Last Man in Tower - Aravind Adiga [18]
The bell rang: bushy-haired and bearded, Ibrahim Kudwa, the cyber-café owner from 4C, with dandruff sprinkled like spots of wisdom on the shoulders of his green kurta.
“Did you see the sign, Masterji?” Kudwa pointed to the window. “In the hole they made outside. I changed the sign from ‘inconvenience in progress, work is regretted,’ to the other way.” Kudwa slapped his forehead. “Sorry, I changed it from ‘work in progress, inconvenience is regretted,’ to the other way round.

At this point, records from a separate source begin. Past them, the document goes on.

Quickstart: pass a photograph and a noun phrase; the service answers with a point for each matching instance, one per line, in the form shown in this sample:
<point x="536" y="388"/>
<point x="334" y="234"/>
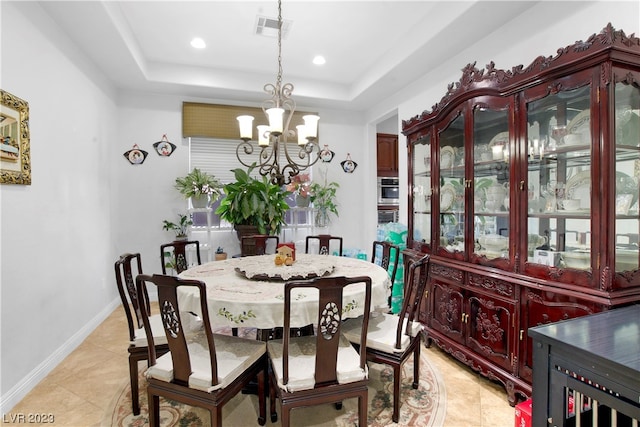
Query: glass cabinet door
<point x="491" y="182"/>
<point x="560" y="192"/>
<point x="627" y="166"/>
<point x="422" y="189"/>
<point x="451" y="172"/>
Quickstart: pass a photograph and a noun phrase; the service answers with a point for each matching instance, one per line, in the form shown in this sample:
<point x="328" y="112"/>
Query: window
<point x="218" y="157"/>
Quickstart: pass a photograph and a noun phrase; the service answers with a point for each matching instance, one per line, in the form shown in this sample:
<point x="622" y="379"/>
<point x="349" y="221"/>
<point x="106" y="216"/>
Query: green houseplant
<point x="180" y="227"/>
<point x="200" y="186"/>
<point x="254" y="202"/>
<point x="323" y="197"/>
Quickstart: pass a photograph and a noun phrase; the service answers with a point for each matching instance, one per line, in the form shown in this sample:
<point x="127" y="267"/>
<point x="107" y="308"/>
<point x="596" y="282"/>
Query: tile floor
<point x="79" y="390"/>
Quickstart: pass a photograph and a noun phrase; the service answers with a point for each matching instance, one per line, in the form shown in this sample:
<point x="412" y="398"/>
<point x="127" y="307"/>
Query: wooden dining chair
<point x="392" y="338"/>
<point x="256" y="244"/>
<point x="324" y="368"/>
<point x="386" y="255"/>
<point x="204" y="370"/>
<point x="126" y="268"/>
<point x="324" y="244"/>
<point x="177" y="253"/>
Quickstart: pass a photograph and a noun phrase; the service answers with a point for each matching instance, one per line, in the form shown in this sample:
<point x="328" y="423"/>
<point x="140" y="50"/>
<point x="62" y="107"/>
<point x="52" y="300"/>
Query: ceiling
<point x="372" y="48"/>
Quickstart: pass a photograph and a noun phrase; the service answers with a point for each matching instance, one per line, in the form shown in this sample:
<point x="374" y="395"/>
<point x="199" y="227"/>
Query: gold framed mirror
<point x="15" y="149"/>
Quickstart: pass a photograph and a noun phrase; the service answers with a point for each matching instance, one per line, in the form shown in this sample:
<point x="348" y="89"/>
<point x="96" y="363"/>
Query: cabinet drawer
<point x="493" y="285"/>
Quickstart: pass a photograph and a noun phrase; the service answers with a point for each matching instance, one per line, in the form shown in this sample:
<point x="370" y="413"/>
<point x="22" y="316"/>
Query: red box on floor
<point x="523" y="414"/>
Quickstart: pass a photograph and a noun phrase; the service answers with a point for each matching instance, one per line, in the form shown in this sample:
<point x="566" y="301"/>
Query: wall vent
<point x="266" y="26"/>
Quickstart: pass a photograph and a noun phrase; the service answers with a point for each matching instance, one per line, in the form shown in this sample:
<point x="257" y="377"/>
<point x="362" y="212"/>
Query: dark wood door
<point x="539" y="308"/>
<point x="448" y="310"/>
<point x="387" y="154"/>
<point x="489" y="323"/>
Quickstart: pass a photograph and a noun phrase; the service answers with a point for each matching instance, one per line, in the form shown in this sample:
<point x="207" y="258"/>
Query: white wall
<point x="57" y="242"/>
<point x="87" y="204"/>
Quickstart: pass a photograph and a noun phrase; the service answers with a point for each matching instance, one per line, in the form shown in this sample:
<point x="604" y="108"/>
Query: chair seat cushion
<point x="234" y="355"/>
<point x="302" y="359"/>
<point x="381" y="334"/>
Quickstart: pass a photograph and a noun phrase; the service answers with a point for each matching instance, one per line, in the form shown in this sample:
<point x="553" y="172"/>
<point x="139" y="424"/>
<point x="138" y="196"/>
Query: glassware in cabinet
<point x="627" y="167"/>
<point x="422" y="190"/>
<point x="559" y="188"/>
<point x="491" y="195"/>
<point x="451" y="217"/>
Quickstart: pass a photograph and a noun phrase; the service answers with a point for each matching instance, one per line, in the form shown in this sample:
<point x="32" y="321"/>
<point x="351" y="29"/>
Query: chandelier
<point x="280" y="160"/>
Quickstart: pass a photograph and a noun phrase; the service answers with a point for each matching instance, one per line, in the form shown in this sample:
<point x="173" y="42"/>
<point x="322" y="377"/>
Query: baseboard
<point x="20" y="390"/>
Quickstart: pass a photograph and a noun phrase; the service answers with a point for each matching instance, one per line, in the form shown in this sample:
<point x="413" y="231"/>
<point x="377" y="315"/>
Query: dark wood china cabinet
<point x="524" y="190"/>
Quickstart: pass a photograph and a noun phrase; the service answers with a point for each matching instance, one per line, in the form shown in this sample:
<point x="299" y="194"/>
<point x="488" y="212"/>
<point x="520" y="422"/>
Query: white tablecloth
<point x="236" y="301"/>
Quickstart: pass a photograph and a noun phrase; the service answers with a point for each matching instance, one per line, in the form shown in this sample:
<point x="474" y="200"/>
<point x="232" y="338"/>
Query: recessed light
<point x="319" y="60"/>
<point x="198" y="43"/>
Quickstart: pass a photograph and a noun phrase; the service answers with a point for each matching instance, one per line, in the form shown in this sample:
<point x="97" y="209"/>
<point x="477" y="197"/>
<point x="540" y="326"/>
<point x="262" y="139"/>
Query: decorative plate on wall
<point x="163" y="147"/>
<point x="326" y="155"/>
<point x="348" y="165"/>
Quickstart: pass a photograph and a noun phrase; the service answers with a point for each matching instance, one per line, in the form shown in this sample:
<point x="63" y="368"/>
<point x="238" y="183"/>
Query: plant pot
<point x="302" y="201"/>
<point x="200" y="202"/>
<point x="322" y="218"/>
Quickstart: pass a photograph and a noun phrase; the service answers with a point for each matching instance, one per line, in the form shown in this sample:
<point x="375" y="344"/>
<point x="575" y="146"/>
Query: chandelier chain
<point x="279" y="76"/>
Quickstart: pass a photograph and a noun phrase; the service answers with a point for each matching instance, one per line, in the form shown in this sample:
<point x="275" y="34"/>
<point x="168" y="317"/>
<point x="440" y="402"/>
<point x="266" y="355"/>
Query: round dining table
<point x="249" y="291"/>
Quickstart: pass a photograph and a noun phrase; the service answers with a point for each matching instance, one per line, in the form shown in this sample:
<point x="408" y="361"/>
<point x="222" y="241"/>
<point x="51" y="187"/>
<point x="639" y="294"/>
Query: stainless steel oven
<point x="388" y="191"/>
<point x="387" y="215"/>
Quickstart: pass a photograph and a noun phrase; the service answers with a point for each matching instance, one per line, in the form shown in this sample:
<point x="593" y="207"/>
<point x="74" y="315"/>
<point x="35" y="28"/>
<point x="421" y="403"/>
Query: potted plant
<point x="220" y="254"/>
<point x="252" y="202"/>
<point x="323" y="197"/>
<point x="201" y="187"/>
<point x="180" y="228"/>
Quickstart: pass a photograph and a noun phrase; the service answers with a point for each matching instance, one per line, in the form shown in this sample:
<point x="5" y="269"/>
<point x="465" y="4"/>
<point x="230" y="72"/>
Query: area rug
<point x="425" y="406"/>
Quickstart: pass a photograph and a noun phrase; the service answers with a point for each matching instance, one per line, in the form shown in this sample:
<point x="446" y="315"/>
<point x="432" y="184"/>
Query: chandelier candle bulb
<point x="275" y="120"/>
<point x="246" y="127"/>
<point x="263" y="135"/>
<point x="302" y="134"/>
<point x="311" y="125"/>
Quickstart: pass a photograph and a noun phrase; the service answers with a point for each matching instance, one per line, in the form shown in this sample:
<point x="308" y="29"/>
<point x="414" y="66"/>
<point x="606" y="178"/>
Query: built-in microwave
<point x="388" y="191"/>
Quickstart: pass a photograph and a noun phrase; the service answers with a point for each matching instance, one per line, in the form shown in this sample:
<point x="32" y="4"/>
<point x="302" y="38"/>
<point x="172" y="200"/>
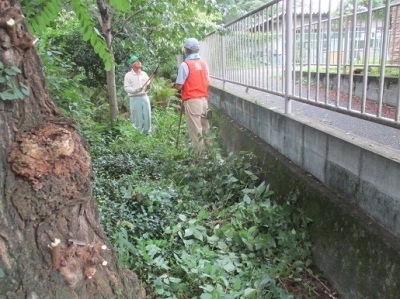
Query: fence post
<point x="289" y="56"/>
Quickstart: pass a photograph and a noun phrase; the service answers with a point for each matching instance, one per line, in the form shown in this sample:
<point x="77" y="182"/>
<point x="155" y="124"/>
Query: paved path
<point x="375" y="133"/>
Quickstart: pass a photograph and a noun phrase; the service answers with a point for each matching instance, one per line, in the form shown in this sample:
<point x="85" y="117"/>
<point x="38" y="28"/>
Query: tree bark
<point x="46" y="191"/>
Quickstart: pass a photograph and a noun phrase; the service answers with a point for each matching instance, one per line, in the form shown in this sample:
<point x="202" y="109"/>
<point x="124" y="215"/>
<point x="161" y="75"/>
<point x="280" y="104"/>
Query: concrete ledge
<point x="366" y="175"/>
<point x="355" y="252"/>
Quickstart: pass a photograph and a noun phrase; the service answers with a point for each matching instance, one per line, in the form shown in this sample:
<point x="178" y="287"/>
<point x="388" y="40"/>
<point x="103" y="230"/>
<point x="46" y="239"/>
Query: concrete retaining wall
<point x="349" y="188"/>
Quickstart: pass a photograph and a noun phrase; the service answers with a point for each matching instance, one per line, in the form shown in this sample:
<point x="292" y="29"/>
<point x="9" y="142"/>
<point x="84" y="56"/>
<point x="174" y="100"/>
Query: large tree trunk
<point x="46" y="192"/>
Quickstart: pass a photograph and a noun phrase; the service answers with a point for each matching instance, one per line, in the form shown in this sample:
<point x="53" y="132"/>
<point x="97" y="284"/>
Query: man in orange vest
<point x="193" y="81"/>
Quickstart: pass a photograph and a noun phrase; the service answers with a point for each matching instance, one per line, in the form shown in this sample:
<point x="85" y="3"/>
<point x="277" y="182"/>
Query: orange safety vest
<point x="196" y="85"/>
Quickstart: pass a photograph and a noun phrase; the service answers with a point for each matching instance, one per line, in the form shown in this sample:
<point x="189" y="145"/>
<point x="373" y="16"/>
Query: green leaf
<point x="202" y="215"/>
<point x="198" y="235"/>
<point x="188" y="232"/>
<point x="121" y="5"/>
<point x="213" y="239"/>
<point x="249" y="292"/>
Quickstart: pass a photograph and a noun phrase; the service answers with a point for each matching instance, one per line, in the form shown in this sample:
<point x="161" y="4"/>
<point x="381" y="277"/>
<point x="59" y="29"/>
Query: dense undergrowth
<point x="197" y="228"/>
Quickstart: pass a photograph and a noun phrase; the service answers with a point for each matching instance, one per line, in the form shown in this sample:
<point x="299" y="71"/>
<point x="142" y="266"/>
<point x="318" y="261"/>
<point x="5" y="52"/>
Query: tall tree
<point x="51" y="243"/>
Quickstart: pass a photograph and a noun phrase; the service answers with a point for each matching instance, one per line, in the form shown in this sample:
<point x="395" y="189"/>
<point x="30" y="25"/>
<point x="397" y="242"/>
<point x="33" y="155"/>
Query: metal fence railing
<point x="335" y="54"/>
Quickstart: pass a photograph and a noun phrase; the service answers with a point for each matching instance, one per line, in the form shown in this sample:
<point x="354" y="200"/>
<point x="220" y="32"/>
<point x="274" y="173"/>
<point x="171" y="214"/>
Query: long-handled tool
<point x="151" y="77"/>
<point x="179" y="124"/>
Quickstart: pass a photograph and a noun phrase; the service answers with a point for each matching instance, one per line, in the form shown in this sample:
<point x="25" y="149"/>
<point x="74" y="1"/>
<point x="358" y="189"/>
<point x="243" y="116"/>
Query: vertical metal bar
<point x="301" y="49"/>
<point x="259" y="48"/>
<point x="397" y="116"/>
<point x="268" y="47"/>
<point x="294" y="47"/>
<point x="367" y="55"/>
<point x="309" y="52"/>
<point x="241" y="52"/>
<point x="328" y="53"/>
<point x="277" y="49"/>
<point x="383" y="58"/>
<point x="289" y="57"/>
<point x="247" y="46"/>
<point x="319" y="47"/>
<point x="223" y="50"/>
<point x="284" y="49"/>
<point x="263" y="47"/>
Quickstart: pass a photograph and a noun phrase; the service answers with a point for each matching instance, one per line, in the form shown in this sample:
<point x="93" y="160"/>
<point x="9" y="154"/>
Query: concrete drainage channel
<point x="356" y="253"/>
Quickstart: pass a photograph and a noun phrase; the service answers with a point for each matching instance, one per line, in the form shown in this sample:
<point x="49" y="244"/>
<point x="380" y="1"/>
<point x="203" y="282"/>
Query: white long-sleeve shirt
<point x="134" y="81"/>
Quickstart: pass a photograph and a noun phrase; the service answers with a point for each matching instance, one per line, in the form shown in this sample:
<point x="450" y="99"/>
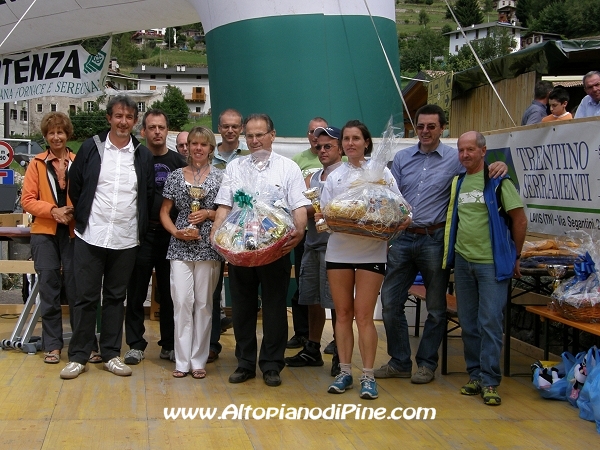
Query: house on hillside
<point x="193" y="82"/>
<point x="507" y="11"/>
<point x="537" y="37"/>
<point x="142" y="37"/>
<point x="477" y="32"/>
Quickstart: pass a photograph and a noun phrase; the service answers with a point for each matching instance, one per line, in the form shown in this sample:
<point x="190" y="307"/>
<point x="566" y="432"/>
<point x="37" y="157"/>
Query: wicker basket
<point x="367" y="229"/>
<point x="254" y="258"/>
<point x="585" y="312"/>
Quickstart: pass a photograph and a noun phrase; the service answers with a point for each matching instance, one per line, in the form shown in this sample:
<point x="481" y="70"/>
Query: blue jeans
<point x="409" y="254"/>
<point x="480" y="300"/>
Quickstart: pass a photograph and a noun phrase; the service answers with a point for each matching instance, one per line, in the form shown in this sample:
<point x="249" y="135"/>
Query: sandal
<point x="52" y="358"/>
<point x="95" y="357"/>
<point x="198" y="374"/>
<point x="179" y="374"/>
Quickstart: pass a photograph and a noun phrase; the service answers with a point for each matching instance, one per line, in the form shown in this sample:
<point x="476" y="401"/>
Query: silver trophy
<point x="197" y="193"/>
<point x="313" y="195"/>
<point x="557" y="271"/>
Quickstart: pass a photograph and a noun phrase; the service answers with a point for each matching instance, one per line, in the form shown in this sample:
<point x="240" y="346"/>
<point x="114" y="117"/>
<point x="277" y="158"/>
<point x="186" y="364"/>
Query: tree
<point x="174" y="106"/>
<point x="418" y="52"/>
<point x="468" y="12"/>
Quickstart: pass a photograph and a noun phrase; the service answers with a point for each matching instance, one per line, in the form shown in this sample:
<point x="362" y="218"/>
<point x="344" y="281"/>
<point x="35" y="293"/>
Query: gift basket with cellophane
<point x="578" y="298"/>
<point x="258" y="225"/>
<point x="369" y="207"/>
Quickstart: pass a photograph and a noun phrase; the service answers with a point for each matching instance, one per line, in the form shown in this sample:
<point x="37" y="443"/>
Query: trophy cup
<point x="557" y="271"/>
<point x="197" y="193"/>
<point x="313" y="195"/>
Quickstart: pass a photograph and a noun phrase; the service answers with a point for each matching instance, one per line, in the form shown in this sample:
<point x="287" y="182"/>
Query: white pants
<point x="192" y="287"/>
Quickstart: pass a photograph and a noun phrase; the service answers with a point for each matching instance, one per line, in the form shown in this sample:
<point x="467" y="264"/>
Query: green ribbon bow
<point x="242" y="199"/>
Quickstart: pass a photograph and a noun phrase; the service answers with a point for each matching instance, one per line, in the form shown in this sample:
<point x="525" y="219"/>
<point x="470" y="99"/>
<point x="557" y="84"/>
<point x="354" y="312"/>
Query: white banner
<point x="61" y="71"/>
<point x="557" y="172"/>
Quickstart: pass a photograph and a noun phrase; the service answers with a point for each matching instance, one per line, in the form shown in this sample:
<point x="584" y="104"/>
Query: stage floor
<point x="38" y="410"/>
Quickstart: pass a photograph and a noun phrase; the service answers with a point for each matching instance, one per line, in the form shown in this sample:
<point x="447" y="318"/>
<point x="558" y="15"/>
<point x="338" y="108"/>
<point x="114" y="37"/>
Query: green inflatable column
<point x="298" y="59"/>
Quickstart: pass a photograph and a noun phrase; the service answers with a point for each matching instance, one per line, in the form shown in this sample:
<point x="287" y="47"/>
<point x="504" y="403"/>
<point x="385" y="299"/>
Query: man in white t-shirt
<point x="273" y="278"/>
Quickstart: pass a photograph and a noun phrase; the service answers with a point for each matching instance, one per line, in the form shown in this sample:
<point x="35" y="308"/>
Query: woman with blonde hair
<point x="45" y="197"/>
<point x="195" y="265"/>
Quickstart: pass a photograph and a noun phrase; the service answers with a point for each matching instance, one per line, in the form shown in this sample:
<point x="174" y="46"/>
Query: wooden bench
<point x="522" y="298"/>
<point x="547" y="315"/>
<point x="418" y="292"/>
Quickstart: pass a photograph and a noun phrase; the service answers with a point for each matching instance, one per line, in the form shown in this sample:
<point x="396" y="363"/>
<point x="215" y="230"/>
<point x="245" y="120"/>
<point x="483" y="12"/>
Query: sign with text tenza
<point x="61" y="71"/>
<point x="557" y="170"/>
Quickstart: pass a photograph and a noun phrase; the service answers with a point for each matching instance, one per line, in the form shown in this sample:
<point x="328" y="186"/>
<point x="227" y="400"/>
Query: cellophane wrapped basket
<point x="578" y="298"/>
<point x="257" y="227"/>
<point x="369" y="207"/>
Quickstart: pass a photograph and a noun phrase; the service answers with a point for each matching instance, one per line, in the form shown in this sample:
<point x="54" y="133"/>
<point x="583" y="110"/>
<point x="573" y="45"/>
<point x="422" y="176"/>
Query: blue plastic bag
<point x="552" y="381"/>
<point x="576" y="377"/>
<point x="589" y="397"/>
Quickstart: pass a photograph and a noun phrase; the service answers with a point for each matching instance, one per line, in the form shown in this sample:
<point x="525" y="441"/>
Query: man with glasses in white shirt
<point x="231" y="147"/>
<point x="111" y="185"/>
<point x="590" y="104"/>
<point x="273" y="278"/>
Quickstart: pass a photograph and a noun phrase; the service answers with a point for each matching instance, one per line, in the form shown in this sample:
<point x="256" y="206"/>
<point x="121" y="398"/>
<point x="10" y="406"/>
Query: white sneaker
<point x="72" y="370"/>
<point x="134" y="356"/>
<point x="118" y="367"/>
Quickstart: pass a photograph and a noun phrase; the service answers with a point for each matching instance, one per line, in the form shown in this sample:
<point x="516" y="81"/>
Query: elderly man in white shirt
<point x="273" y="278"/>
<point x="112" y="187"/>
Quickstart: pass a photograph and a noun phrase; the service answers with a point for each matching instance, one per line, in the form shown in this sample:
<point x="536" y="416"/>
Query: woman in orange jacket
<point x="45" y="197"/>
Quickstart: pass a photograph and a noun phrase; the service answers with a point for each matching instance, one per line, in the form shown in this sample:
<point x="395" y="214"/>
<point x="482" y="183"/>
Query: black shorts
<point x="371" y="267"/>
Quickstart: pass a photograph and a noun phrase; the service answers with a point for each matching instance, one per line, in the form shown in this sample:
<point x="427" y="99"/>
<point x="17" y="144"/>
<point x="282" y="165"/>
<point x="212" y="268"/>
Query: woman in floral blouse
<point x="195" y="264"/>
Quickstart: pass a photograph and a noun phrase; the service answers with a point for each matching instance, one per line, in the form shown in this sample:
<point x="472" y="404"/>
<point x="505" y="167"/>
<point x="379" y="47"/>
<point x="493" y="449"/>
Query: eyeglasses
<point x="325" y="147"/>
<point x="429" y="126"/>
<point x="259" y="136"/>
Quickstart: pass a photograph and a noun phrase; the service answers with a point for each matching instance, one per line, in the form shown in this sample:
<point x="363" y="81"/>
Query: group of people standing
<point x="120" y="209"/>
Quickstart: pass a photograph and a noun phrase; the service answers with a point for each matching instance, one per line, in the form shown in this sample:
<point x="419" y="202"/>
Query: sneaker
<point x="387" y="371"/>
<point x="305" y="357"/>
<point x="342" y="382"/>
<point x="134" y="356"/>
<point x="167" y="354"/>
<point x="118" y="367"/>
<point x="272" y="378"/>
<point x="335" y="365"/>
<point x="368" y="388"/>
<point x="330" y="348"/>
<point x="423" y="375"/>
<point x="490" y="396"/>
<point x="226" y="324"/>
<point x="72" y="370"/>
<point x="296" y="342"/>
<point x="473" y="387"/>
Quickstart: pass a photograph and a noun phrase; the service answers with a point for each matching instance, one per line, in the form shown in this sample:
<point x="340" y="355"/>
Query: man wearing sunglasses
<point x="424" y="175"/>
<point x="309" y="163"/>
<point x="313" y="285"/>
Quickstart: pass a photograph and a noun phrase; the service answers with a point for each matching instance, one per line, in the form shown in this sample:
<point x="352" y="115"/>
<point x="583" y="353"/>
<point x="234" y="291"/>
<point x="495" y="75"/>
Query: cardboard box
<point x="12" y="220"/>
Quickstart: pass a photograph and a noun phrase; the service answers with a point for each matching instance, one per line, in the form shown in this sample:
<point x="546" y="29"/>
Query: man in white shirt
<point x="112" y="188"/>
<point x="230" y="148"/>
<point x="181" y="143"/>
<point x="590" y="104"/>
<point x="273" y="278"/>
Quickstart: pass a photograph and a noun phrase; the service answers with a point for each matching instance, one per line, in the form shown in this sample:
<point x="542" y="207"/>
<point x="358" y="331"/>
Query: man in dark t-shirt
<point x="153" y="250"/>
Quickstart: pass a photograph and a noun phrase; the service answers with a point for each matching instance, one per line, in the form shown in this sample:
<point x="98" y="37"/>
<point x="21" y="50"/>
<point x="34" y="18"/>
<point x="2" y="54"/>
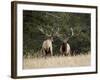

I thought you would like to know.”
“Very impressive,” Masterji said, and patted his beaming neighbour. In the kitchen, the old calendar began tapping on the wall, and Masterji forgot to offer his visitor even a cup of tea.
By midday, he was at the Byculla Zoo, leading his grandson hand in hand, from cage to cage. The two of them had seen a lioness, two black bears covered in fresh grass, an alligator in emerald water, elephants, hippos, cobras, and pythons.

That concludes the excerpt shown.